Una formula che funziona, anche perché funziona il dialogo costante tra Ieg, aziende e stakeholder di Ecomondo e Key Energy: «Ciascuno ha messo del suo; soggetti come la Fondazione per lo sviluppo sostenibile insieme al Consiglio nazionale della green economy, così come il ministero delle Politiche Agricole quello dell’Ambiente hanno messo a fattor comune la propria visione delle tematiche che ruotano intorno a Ecomondo e il proprio contributo per definire e suggerire le linee di sviluppo da qui ai prossimi anni.
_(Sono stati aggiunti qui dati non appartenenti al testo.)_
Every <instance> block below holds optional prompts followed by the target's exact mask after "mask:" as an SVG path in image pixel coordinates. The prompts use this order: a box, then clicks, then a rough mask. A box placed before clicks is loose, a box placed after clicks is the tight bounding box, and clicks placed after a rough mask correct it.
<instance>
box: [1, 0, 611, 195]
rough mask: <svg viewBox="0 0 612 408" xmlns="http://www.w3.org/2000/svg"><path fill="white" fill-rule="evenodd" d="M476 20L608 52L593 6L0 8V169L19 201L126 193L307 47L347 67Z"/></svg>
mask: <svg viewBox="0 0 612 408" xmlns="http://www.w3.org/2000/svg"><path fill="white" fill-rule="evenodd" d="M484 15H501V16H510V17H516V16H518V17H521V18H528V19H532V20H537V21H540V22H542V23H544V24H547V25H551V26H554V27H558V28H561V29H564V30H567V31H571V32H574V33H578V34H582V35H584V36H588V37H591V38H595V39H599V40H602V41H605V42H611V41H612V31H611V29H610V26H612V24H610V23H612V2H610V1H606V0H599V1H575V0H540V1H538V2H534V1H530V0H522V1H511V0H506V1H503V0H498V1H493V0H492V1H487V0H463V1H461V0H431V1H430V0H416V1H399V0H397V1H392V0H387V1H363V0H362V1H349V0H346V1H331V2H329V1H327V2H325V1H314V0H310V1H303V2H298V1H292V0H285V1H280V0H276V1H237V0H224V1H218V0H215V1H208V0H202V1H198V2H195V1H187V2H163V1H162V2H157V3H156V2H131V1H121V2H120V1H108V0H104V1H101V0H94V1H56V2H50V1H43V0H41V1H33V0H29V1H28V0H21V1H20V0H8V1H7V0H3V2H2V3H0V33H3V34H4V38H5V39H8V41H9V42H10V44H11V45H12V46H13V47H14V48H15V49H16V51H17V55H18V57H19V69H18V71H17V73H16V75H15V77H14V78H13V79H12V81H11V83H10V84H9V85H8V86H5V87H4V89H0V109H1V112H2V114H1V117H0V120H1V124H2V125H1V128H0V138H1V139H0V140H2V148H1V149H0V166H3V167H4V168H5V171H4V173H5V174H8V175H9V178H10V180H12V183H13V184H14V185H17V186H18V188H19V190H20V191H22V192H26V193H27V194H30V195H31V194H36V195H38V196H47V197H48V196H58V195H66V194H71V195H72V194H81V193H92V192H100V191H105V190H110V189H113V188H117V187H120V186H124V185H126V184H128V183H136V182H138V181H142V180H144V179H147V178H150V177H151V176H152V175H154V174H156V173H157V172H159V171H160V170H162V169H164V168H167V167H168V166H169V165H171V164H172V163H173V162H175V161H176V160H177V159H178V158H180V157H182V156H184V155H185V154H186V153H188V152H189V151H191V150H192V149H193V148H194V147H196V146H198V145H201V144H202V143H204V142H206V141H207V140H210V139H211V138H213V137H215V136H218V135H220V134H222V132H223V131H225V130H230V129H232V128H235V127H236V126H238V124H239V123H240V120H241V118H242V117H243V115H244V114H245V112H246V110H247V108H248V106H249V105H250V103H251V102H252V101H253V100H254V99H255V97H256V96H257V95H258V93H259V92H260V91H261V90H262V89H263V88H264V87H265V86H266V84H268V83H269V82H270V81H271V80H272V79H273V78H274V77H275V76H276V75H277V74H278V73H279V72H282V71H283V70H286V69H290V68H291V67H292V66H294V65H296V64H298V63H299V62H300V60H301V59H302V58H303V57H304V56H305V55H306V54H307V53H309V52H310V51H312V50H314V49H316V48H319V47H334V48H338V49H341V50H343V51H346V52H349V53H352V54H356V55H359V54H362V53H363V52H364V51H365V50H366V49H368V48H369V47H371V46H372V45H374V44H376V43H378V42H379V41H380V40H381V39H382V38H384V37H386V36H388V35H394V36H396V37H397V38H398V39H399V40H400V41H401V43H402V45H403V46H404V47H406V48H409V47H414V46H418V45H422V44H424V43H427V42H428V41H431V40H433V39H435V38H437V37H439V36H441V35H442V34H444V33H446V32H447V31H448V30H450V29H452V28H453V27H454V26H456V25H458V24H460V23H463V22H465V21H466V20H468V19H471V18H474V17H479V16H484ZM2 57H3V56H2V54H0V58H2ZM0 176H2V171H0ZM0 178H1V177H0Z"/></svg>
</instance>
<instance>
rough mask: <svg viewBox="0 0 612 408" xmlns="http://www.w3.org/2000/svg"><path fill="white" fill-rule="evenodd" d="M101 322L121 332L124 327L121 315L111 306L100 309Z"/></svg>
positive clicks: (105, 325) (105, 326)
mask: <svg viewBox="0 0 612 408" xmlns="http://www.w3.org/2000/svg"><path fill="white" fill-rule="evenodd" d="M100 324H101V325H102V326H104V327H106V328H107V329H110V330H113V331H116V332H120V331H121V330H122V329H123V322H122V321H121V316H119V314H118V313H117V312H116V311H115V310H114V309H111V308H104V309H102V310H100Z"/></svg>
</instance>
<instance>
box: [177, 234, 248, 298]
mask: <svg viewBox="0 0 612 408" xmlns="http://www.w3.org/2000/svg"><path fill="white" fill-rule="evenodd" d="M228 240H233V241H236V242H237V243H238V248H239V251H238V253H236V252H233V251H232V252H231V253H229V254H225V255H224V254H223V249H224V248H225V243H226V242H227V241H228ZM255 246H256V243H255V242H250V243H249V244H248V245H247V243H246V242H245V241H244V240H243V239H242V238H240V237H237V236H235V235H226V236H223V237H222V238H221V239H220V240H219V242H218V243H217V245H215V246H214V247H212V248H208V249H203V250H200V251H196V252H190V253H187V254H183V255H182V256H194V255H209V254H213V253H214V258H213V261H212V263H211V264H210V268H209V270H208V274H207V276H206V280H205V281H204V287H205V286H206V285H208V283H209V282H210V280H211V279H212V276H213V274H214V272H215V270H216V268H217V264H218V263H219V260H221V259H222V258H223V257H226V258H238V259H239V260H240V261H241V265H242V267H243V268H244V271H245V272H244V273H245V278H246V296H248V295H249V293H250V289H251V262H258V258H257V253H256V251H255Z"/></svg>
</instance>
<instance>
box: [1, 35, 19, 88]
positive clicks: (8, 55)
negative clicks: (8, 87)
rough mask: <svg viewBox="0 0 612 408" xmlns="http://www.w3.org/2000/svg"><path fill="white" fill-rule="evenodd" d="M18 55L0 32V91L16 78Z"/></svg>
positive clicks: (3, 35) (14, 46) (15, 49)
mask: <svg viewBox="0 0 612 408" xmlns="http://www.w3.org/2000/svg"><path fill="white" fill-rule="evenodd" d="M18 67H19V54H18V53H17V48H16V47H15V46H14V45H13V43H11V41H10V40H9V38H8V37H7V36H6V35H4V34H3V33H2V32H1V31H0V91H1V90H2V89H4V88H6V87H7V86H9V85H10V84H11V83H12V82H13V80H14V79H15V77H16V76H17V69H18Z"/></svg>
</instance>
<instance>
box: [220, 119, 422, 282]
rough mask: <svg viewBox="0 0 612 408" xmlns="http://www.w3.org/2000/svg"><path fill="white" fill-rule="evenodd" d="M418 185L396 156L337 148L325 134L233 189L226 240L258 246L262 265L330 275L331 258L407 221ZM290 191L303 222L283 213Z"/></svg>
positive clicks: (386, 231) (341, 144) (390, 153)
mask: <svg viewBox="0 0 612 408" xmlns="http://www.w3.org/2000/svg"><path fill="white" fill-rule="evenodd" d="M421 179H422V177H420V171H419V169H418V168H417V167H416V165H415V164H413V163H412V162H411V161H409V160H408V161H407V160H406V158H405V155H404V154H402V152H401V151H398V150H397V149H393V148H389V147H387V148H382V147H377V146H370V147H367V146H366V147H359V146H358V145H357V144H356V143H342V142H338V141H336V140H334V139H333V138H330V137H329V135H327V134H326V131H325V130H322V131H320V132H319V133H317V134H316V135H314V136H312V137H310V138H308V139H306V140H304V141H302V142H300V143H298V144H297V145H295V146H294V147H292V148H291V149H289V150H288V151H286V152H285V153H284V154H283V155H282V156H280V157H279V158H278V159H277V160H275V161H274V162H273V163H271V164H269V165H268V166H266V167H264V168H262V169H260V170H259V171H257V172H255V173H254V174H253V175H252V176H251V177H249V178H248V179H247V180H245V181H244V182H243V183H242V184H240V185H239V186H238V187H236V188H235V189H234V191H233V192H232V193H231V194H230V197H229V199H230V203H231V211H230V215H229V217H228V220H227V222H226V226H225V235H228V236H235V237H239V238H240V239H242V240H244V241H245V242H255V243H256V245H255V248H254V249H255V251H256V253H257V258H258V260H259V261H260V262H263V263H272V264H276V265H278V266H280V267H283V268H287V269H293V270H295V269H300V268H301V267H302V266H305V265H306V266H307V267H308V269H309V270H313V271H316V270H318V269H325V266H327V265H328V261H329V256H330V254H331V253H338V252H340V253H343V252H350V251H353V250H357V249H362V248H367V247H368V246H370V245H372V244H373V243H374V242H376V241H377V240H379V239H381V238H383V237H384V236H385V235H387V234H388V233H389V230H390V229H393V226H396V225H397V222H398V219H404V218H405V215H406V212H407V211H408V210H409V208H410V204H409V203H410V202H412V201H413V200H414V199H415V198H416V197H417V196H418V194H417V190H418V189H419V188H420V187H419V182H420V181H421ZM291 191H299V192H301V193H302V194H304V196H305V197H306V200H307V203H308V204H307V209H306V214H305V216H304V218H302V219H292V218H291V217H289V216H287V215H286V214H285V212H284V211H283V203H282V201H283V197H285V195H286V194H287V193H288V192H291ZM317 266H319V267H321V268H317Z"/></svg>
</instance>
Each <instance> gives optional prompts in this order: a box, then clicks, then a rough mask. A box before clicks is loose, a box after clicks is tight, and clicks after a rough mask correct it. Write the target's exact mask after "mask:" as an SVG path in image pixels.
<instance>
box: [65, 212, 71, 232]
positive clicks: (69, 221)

Abbiamo anche cercato di tenere in considerazione i segnali che parlano di un’aumentata attenzione da parte del mondo finanziario verso questi temi: penso, per esempio, alla lista di Blackrock con aziende poco attente alla sostenibilità, o al sempre maggiore peso che nella Borsa americana ha l’indice degli investimenti responsabili, cresciuto più di quello tradizionale. Segnali e suggerimenti raccolti dagli stakeholder e messi nell’agenda di quest’anno».

Insomma, la peculiarità del 2020 accresce il senso di responsabilità che spinge a organizzare un momento di incontro così importante in un momento storico così delicato: «Grande responsabilità ma anche grande soddisfazione conferma Peraboni - che ci deriva dall’esperienza nell’organizzazione di eventi fatti proprio di contenuti, come gli incontri organizzati dai Comitati scientifici di Ecomondo e Key Energy».  Le due manifestazioni vantano un parterre di relatori di grande profilo accademico e professionale, che fanno spesso la fortuna delle fiere.